• How can I run my pipeline on more than 1 sample?
    Pypiper only handles individual-sample pipelines. To run it on multiple samples, write a loop, or use Looper. Dividing multi-sample handling from individual sample handling is a conceptual advantage that allows us to write a nice, universal, generic sample-handler that you only have to learn once.
  • What cluster resources can pypiper use?
    Pypiper is compute-agnostic. You run it wherever you want; If you want a nice way to submit pipelines for samples any cluster manager, check out Looper.
  • What does it mean for a sample to be in the “waiting” state?
    Waiting means it encountered a file lock, but no recovery flag. So the pipeline thinks a process (from another run or another process) is currently writing that file. It periodically checks for the lock file to disappear, and assumes that the other process will unlock the file when finished. If the lock was left by a previous failed run, then it will just wait forever. This is what recover mode (-R) is intended for, if pipelines fail.

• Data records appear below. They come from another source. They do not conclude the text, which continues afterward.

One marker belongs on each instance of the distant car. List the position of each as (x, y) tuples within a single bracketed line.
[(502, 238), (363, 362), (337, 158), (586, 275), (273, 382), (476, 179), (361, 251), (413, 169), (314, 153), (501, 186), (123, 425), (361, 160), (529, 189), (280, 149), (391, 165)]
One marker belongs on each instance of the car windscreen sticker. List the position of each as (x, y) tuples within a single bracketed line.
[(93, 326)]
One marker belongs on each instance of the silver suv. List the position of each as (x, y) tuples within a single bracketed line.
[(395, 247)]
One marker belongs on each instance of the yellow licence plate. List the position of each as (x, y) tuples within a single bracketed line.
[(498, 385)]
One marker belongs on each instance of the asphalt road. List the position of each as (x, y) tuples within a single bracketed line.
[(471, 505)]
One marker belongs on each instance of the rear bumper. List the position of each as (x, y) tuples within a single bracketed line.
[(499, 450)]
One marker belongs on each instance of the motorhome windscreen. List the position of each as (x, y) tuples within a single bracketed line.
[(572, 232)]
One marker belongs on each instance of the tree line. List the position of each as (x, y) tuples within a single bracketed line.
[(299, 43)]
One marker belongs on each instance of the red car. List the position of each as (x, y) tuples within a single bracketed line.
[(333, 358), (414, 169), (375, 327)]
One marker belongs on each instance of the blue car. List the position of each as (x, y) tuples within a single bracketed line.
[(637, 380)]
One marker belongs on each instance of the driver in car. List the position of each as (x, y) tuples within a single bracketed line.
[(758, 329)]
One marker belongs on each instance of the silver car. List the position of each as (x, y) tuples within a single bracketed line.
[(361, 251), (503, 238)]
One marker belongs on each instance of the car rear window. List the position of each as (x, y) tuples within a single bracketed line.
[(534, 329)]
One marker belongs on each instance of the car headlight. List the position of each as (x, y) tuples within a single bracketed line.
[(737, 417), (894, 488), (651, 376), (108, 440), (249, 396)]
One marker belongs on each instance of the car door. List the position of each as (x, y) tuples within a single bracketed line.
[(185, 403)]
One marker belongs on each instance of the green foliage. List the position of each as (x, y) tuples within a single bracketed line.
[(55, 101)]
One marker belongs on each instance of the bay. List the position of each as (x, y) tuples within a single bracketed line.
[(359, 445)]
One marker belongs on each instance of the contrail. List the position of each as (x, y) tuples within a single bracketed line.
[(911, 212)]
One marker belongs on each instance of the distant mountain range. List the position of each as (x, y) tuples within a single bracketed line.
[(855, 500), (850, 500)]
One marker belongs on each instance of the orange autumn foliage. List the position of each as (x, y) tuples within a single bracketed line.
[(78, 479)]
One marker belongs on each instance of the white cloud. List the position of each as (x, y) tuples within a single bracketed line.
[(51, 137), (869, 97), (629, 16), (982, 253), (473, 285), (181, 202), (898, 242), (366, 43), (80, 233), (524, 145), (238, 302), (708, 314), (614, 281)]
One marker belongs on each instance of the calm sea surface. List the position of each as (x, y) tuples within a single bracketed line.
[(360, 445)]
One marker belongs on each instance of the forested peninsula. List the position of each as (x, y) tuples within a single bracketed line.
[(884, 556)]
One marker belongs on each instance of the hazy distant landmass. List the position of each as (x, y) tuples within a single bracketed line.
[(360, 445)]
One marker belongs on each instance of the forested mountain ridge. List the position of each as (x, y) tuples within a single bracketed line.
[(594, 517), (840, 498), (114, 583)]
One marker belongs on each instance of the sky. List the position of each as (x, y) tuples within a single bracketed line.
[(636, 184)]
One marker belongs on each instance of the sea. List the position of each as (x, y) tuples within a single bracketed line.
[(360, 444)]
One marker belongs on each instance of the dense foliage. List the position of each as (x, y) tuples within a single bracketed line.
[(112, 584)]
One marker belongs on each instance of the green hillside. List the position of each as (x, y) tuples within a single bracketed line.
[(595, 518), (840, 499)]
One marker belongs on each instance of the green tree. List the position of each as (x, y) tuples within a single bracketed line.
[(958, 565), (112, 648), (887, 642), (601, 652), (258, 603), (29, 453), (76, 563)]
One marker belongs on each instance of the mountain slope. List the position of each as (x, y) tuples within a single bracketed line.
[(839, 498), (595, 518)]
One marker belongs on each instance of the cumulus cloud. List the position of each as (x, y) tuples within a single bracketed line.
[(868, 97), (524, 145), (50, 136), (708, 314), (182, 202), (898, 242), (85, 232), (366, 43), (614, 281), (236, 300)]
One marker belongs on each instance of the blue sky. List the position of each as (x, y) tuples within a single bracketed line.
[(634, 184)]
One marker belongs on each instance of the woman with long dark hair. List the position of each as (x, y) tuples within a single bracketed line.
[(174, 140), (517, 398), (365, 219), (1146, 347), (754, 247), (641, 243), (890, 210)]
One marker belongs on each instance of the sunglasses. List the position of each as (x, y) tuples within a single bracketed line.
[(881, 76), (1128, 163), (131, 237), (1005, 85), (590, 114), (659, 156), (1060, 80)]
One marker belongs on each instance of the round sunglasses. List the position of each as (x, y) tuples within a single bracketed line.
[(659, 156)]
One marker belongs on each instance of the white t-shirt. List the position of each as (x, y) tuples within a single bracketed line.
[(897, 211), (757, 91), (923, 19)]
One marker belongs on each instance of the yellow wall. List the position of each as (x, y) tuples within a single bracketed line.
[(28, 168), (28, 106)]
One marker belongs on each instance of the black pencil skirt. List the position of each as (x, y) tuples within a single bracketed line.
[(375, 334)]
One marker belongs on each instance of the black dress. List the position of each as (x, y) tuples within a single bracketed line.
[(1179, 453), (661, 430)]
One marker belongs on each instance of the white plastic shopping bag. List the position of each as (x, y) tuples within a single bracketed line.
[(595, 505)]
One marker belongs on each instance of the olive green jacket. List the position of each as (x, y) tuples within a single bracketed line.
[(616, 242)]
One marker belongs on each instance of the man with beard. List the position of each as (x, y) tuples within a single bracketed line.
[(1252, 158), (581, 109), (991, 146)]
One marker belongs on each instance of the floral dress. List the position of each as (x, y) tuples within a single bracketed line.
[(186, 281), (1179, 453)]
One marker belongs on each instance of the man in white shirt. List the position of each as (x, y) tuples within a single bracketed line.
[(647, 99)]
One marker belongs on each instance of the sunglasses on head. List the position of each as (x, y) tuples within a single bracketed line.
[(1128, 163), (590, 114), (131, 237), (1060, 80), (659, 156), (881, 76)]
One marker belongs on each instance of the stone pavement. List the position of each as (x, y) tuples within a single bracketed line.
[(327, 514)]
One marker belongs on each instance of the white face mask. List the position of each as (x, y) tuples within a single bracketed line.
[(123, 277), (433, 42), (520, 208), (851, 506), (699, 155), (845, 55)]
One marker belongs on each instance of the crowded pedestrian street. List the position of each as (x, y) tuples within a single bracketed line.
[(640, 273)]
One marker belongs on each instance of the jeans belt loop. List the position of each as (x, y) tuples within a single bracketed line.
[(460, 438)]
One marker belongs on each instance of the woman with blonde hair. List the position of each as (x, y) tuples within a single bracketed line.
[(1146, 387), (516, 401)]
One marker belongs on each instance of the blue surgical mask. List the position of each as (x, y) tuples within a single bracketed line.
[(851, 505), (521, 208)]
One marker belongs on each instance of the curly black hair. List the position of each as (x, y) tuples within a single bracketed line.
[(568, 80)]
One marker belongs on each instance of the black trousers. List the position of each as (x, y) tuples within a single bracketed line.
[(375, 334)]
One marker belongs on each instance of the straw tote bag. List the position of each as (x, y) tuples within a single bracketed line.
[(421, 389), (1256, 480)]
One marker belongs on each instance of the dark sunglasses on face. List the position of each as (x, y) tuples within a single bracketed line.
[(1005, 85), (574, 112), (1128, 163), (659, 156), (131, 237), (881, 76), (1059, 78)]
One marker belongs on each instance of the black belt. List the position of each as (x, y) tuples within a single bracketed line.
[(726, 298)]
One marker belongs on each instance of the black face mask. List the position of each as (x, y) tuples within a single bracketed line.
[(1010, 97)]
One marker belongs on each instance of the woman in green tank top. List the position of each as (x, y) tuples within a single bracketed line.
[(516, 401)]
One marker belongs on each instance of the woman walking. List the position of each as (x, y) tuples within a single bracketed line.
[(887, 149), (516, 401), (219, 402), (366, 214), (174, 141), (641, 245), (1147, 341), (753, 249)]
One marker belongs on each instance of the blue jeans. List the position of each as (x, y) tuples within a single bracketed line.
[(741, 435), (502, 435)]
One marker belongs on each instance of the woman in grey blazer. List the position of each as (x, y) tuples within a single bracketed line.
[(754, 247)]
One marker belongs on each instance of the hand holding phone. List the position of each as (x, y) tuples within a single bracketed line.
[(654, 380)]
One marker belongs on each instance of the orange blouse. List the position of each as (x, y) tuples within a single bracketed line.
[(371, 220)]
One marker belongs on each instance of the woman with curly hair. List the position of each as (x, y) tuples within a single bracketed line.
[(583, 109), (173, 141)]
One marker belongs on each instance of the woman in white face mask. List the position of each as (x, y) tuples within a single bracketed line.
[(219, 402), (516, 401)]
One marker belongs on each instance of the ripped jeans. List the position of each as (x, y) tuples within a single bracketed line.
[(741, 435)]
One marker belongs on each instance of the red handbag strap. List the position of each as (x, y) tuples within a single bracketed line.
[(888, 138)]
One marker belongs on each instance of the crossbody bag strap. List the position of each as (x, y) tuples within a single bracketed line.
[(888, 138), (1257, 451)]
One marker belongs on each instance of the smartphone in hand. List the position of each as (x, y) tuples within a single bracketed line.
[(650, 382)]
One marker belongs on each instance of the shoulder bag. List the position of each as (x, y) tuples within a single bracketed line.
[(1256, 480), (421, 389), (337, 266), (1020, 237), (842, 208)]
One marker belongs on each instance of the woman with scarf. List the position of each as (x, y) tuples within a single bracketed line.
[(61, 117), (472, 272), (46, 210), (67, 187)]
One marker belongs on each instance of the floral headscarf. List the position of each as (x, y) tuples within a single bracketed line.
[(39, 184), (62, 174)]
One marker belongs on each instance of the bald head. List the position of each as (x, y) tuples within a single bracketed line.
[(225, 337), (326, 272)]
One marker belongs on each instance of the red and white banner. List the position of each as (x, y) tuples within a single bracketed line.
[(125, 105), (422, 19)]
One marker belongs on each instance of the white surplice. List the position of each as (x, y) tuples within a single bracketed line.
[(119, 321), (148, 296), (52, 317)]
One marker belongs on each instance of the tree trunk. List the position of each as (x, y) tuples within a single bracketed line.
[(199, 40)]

  • What is the ‘elapsed time’ in output?
    The “elapsed” time is referring to the amount of time since the preceding timestamp, not since the start of the pipeline. Timestamps are all displayed with a flag: _TIME_. The total cumulative time for the pipeline is displayed only at the end.
  • How should I run a QC step to check results of one of my commands?
    Usually, you only want to run a QC step if the result was created in the same pipeline run. There’s no need to re-run that step if you have to restart the pipeline due to an error later on. If you use run() for these steps, then they’ll need to run each time the pipeline runs. Instead, this is exactly why we created the follow argument. This option lets you couple a QC step to a run() call, so it only gets excecuted when it is required.